Esta frase criou um movimento que por
sua vez criou personagens e foram elas que criaram a história. Não
reivindico o lugar passivo do escritor (aliás penso que é uma treta),
mas desta vez o que fiz foi tentar interpretar o universo que nasceu da
interacção entre elas.
Quando pela primeira vez percorri a Av.
Almirante Reis, que é o ponto de referência real desta avenida
imaginária - da pacatez da Praceta João do Rio até à babilónia do Martim
Moniz - fiquei deslumbrada pela diversidade em expansão, pelos
infinitos enredos que pareciam estar ali com o propósito de que alguém
os escrevesse.
Fez-me lembrar uma ocasião, há alguns anos,
enquanto almoçava no Museu Reina Sofia, quando vi aquela profusão de
cores, maneiras de vestir, de falar, de olhar, dos visitantes.
Lembro-me
de ter comentado: daqui a uns anos vão estar todos misturados, mulatos
de olhos em bico, olhos azuis e franjas negras, caras pálidas coroadas
de penas, uma festa. Como sabemos agora, era um sonho irresponsável e
muito acima das nossas possibilidades.
Na Avenida Almirante Reis,
este sonho começou a desenrolar-se ao contrário. O movimento de expansão
começou a regredir, o espaço das pessoas começou a encolher. Sempre que
lá voltava via cada vez mais buracos e cada vez mais gente a
desaparecer dentro deles. Gente que pouco a pouco vai perdendo
mobilidade, sendo despojada até do desejo de deslocação.
O sonho
da expansão da diversidade ficou lá atrás, como um ex-futuro que hoje
nos parece interdito, sacrificado por um desígnio que sentimos demente e
injusto.
A ilusão da aritmética não se confunde com a justiça nem pode substituí-la.
"A
justiça não existe.

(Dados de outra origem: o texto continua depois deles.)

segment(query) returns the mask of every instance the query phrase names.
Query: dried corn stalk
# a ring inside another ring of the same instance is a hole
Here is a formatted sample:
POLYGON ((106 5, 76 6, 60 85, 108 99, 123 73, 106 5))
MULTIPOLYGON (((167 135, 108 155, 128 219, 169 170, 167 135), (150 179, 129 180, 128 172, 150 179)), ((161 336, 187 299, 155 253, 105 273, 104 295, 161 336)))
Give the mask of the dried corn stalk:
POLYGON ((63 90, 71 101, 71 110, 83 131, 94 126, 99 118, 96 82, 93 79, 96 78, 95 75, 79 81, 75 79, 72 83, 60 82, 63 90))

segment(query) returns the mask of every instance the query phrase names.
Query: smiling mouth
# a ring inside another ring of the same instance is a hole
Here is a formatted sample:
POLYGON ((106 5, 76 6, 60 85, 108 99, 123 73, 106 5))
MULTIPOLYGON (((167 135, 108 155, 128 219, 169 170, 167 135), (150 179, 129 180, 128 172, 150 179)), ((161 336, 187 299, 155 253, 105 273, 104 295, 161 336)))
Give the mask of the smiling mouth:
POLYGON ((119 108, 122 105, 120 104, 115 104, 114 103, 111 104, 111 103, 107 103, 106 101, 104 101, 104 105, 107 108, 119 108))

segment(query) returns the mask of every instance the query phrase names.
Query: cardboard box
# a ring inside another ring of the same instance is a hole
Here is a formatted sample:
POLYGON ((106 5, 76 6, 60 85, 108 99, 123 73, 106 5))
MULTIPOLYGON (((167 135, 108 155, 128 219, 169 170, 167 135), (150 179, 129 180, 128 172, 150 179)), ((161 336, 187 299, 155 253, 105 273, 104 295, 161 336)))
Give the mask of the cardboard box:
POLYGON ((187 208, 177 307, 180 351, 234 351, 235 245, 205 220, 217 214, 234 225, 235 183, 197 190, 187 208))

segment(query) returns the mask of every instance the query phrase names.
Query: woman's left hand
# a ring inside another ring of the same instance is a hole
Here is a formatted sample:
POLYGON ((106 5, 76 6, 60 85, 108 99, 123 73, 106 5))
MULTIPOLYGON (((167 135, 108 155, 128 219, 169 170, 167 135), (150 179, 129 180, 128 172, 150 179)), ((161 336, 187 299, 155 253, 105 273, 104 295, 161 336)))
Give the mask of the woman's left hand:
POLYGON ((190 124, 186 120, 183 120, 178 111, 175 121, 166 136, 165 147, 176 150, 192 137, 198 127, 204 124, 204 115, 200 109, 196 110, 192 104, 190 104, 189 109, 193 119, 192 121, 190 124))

A justiça existirá se nós a praticarmos", disse o
filósofo Allain. "A justiça não faz a felicidade, mas nenhuma felicidade
dispensa a justiça", diz o filósofo André Compte-Sponville. A justiça
procura-se através da palavra que afirma o direito, sem nunca deixar de
interrogar a fragilidade e a contradição do humano, acrescento eu.
As
personagens deste livro debatem-se, como nós, com o encolher do espaço e
a distorção do movimento, num tempo confuso, veloz mas sem objectivos,
desencontrado da medida humana. Todas sonham que cada dia é o primeiro e
nunca será último. Se isso será fim ou princípio é o que vamos ver.»